I am not going to state that all addicts are the worse people in the world, but he is headed to prison and trouble with a capital "T" and you will have involved your life with him. You may even get arrested for covering for him. Penalties for dealing are draconian, and many heroin addicts deal to support their habit.

There are many wonderful guys out there who don't have a chippie.
Helpful - 0
4522800 tn?1470325834
Amen IBK!!!!!
Helpful - 0
271792 tn?1334979657
I find it strange that you state you work with drug addicts that have "recovered". There is no such thing. Recovery is a lifelong process and there is no cure for the disease of addiction. You also stated that he perhaps should not be a heroin addict because he has a great family and owns his own business. Junkies don't sleep on park benches in this day and age. We are the the people next door. We are the grocery checkout at the local market and we are the nurses in your doctors office. I am college educated, own my own car, my own home and had a successful career as an accountant. I am also a recovering heroin addict. The only difference between me and your boyfriend is that I did not use today.

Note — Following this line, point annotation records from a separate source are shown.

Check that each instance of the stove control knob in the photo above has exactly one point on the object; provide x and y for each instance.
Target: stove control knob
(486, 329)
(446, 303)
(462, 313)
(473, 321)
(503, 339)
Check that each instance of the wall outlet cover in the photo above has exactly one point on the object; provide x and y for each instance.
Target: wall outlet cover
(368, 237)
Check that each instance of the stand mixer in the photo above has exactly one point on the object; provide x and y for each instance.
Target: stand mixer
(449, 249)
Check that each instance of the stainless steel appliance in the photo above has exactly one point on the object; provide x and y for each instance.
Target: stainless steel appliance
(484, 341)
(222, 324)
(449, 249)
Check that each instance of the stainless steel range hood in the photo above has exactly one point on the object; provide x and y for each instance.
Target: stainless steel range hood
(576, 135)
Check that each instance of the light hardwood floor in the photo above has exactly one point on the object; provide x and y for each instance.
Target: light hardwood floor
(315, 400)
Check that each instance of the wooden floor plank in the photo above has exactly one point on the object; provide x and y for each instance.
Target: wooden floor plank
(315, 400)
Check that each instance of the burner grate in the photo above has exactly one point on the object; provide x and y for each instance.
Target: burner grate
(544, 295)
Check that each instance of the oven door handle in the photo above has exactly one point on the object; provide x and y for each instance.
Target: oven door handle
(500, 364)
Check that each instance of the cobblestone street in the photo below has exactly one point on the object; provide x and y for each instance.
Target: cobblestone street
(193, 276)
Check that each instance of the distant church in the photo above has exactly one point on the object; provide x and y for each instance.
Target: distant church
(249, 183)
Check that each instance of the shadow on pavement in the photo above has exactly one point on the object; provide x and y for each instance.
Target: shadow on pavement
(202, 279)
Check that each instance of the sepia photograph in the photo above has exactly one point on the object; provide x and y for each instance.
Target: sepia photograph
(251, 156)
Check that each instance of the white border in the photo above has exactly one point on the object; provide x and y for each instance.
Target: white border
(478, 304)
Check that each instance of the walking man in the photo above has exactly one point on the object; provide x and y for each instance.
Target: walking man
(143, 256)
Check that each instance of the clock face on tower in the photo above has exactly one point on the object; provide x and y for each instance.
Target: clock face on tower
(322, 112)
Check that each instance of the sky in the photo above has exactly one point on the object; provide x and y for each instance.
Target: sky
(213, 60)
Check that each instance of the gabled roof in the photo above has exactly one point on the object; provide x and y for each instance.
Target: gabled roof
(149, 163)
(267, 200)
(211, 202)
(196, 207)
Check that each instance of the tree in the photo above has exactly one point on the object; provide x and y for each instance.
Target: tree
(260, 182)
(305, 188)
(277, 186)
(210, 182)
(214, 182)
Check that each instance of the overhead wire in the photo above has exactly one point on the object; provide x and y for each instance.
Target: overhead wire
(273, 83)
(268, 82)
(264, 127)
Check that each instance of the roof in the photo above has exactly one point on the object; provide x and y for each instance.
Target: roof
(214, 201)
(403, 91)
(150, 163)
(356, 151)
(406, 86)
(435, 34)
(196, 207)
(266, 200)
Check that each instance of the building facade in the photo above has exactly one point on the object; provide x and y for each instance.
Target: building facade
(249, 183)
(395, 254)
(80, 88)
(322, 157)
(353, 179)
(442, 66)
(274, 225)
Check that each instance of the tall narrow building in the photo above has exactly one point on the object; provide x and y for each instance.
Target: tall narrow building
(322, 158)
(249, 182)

Should you decide to stay you will be in for a lot of hurt. I strongly suggest that you give this thought and decide if this is the way you wish to spend your life. He has to want to get clean and he has to ask for help in order to do so. He doesn't seem as though he is there right now and nowhere near ready. I wish you the best hun and will say a prayer for you both.
Helpful - 0
Avatar universal
Confront him then tell him o leave. Or you leave with all your stuff yourself. Believe me he won't quit easily. You do not need to be part of this. Hate to be harsh but it will be a roller coaster of lies and deceit and you questioning everything. Get out while you can.